Neighbour farmers often wonder why Schlegel buys land that they consider unsuitable for cash cropping, and then plant corn and beans anyway. For example, one farm property has almost no topsoil above bedrock—only a foot, sometimes two. This is too little to put in drainage, so it often ponds after every rainfall. Kitty-corner from the church of a hamlet, it is now one big homogeneous area after trees were cleared and rock piles removed. “I guess they need a place to dump their turkey s***? You could do that…” a farmer commented to me.

A look at Schlegel’s website reveals the operation as “development agriculture.” Schlegel’s main products are retirement villages “where our elders can live a life of meaning and purpose and continue to thrive.” Additionally, Schlegel offers health services through its “Home Health” enterprise—Schlegel villages can be situated anywhere, even without appropriate health infrastructure. Of course, Schlegel also has an “urban development” component and a farming venture, “producing poultry products to supply healthy and affordable nutrition.” So, buying marginal farmland at a hamlet is just a perfectly rational thing to do—profitable once the hamlet is connected to city services (water and wastewater).

Figure 2: The drainage ditch next to a field exposes Karst bedrock. After being in pasture for decades, this field is now ploughed every year, and soil remains bare from November to end of June.
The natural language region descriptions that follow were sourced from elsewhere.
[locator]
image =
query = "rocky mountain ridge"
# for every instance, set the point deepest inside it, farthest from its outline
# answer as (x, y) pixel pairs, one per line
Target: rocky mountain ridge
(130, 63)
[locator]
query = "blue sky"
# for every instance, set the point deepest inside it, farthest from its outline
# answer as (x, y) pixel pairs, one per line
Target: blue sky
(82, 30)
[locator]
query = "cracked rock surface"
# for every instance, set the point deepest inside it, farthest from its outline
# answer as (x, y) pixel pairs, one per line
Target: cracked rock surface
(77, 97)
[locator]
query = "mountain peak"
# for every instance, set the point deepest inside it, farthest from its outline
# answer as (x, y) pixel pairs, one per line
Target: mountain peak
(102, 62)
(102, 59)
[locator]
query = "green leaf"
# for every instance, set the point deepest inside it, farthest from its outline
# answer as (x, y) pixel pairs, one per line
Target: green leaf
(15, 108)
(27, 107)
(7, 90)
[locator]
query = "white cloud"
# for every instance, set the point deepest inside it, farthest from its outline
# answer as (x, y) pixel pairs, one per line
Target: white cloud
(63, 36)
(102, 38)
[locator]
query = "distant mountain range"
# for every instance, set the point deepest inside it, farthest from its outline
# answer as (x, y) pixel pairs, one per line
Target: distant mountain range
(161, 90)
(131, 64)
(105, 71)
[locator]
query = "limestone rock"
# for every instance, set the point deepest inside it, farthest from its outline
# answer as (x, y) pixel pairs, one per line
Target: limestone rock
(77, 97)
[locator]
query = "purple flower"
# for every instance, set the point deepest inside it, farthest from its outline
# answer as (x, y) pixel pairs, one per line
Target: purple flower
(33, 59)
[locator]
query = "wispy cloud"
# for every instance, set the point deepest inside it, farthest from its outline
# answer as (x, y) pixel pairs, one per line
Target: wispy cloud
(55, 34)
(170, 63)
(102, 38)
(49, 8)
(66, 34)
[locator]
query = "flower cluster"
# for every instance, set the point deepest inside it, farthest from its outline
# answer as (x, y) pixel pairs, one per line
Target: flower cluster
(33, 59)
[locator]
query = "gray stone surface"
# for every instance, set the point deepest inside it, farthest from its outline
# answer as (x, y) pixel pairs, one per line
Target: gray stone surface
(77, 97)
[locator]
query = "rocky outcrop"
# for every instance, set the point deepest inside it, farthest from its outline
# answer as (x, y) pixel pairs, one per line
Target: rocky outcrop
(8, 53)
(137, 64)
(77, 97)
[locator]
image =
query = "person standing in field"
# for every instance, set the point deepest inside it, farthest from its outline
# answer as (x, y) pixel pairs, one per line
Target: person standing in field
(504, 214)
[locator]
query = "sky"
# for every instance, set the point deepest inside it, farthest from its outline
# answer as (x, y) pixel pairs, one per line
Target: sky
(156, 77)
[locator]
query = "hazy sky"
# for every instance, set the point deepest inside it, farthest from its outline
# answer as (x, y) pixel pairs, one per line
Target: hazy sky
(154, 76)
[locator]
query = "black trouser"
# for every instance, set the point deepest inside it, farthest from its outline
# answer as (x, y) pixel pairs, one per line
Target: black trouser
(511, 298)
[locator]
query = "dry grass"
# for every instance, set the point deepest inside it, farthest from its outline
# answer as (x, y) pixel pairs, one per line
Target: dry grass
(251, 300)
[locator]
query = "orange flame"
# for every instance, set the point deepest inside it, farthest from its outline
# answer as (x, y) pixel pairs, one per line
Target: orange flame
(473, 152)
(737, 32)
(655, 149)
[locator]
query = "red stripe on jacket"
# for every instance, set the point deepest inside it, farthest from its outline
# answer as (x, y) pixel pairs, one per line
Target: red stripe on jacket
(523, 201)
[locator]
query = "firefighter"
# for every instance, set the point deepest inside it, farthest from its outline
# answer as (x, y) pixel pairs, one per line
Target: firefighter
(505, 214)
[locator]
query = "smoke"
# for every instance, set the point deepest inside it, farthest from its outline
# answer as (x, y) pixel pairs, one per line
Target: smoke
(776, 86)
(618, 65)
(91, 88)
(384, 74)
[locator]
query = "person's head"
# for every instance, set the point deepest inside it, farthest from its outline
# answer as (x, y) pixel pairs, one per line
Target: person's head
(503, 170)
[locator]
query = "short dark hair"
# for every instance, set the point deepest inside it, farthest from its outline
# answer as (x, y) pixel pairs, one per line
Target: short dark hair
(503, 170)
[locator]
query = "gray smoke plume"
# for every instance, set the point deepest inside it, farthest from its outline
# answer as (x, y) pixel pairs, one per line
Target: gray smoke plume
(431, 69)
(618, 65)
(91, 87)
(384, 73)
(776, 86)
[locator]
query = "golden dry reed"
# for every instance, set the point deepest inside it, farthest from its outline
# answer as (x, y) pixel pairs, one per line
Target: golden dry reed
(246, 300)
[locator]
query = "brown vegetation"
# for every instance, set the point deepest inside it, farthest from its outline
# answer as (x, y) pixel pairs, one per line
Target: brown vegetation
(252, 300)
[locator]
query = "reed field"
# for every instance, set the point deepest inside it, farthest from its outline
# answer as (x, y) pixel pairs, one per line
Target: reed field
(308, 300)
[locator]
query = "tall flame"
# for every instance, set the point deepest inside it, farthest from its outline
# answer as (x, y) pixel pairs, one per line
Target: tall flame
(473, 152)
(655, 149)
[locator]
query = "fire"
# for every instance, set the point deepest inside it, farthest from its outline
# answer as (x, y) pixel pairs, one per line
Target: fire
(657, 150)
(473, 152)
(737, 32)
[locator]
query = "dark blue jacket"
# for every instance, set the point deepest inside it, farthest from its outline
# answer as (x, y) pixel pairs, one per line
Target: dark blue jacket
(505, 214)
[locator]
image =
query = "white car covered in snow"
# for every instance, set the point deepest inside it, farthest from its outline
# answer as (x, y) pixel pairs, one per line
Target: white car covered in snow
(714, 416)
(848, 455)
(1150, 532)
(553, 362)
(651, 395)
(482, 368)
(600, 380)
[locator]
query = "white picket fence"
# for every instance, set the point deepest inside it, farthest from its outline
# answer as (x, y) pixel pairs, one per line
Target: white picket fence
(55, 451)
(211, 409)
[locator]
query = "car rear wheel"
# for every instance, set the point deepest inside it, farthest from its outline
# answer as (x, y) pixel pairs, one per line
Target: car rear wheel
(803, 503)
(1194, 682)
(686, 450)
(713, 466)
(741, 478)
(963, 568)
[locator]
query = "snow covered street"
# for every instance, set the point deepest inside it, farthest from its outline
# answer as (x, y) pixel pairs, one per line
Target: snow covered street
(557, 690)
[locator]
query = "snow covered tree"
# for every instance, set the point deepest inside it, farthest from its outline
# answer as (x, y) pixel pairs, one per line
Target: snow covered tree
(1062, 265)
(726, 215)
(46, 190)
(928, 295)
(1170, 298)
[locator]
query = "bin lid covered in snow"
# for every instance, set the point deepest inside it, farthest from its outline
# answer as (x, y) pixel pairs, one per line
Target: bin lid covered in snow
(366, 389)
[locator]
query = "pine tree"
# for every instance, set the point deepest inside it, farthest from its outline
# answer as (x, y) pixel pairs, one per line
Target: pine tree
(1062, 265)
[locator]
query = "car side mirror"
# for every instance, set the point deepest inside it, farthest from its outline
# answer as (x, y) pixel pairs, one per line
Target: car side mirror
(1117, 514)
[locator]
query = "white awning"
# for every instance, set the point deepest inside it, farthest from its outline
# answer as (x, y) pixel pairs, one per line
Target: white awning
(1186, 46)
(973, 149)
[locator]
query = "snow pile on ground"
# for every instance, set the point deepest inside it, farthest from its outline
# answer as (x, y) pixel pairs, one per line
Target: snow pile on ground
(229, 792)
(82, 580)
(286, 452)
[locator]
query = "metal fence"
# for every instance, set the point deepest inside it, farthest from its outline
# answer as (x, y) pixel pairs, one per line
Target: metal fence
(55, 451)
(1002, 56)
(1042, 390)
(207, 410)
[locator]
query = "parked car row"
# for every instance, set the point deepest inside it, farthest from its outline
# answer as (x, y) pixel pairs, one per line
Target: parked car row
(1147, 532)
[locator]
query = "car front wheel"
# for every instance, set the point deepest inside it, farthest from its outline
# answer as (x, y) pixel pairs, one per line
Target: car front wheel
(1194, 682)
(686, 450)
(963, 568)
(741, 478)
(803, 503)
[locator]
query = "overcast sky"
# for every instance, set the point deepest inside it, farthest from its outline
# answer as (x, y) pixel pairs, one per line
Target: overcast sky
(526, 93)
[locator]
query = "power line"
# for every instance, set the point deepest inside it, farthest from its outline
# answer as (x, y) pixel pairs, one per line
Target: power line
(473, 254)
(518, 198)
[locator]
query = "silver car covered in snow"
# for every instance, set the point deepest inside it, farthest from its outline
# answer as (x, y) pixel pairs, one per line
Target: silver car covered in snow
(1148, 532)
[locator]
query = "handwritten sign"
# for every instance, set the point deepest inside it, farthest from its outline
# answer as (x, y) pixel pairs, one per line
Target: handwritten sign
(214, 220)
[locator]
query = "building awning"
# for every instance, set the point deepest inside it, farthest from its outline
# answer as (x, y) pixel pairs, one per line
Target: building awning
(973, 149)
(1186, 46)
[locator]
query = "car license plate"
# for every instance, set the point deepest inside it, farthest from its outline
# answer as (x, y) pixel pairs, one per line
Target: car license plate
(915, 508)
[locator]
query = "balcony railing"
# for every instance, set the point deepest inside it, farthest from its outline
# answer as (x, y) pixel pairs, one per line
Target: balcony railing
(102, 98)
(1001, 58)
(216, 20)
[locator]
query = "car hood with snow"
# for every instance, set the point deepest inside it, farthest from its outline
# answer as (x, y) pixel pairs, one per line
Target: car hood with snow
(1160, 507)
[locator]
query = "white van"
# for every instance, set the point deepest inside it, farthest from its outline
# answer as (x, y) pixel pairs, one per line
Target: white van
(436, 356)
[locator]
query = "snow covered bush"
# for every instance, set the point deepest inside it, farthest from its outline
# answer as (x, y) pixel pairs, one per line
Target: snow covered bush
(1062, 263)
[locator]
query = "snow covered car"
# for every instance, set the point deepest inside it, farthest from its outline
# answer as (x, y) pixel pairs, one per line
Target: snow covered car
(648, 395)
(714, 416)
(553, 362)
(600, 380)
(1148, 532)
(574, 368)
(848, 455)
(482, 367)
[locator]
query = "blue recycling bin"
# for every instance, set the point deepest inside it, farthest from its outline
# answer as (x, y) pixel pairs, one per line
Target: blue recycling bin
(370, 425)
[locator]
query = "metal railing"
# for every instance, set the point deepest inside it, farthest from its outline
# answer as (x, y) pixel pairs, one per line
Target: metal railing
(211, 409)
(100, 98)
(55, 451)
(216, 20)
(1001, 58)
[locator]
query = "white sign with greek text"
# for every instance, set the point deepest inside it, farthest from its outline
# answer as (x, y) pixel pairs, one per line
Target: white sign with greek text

Karst and Development Agriculture

One toxic combination worries me a lot: karst aquifers that many houses depend on for their drinking water, almost no topsoil protection, long fallow periods with bare soil, and lots of manure (Fig. 2) —what could possibly go wrong? An area further along the Niagara Escarpment, in Kewaunee County (Wisconsin) had the same worrisome combination. And thousands of drinking water wells were contaminated with manure, pathogens, and nitrates. To this day, despite strict regulations that prohibit many “normal” farming practices on exposed Karst, 60% of homes in Kewaunee  still depend on trucking in water after industrial farming devastated their karst aquifers. Real estate prices are at pre-COVID levels, and the population is dropping. Nobody wants to live in such conditions.

And what would happen here if the community’s water was contaminated? This is not far-fetched: Near Wiarton, a contaminated drinking water well has thrown an NFU member family into crisis. Farming that works elsewhere is not suitable for Karst. A question to municipal staff revealed that the community would have to pay for a municipal drinking water system. Then, the community would be “on municipal services,” which is also the main requirement for rezoning this farmland. What irony: the more a “development investor” contaminates a community, the easier it becomes for them to make money.

In the next newsletter, a follow-up article will offer details on extremely vulnerable aquifers, some legalities around private well contamination, and strategies to protect our drinking water. Anyone remember Walkerton? We all should.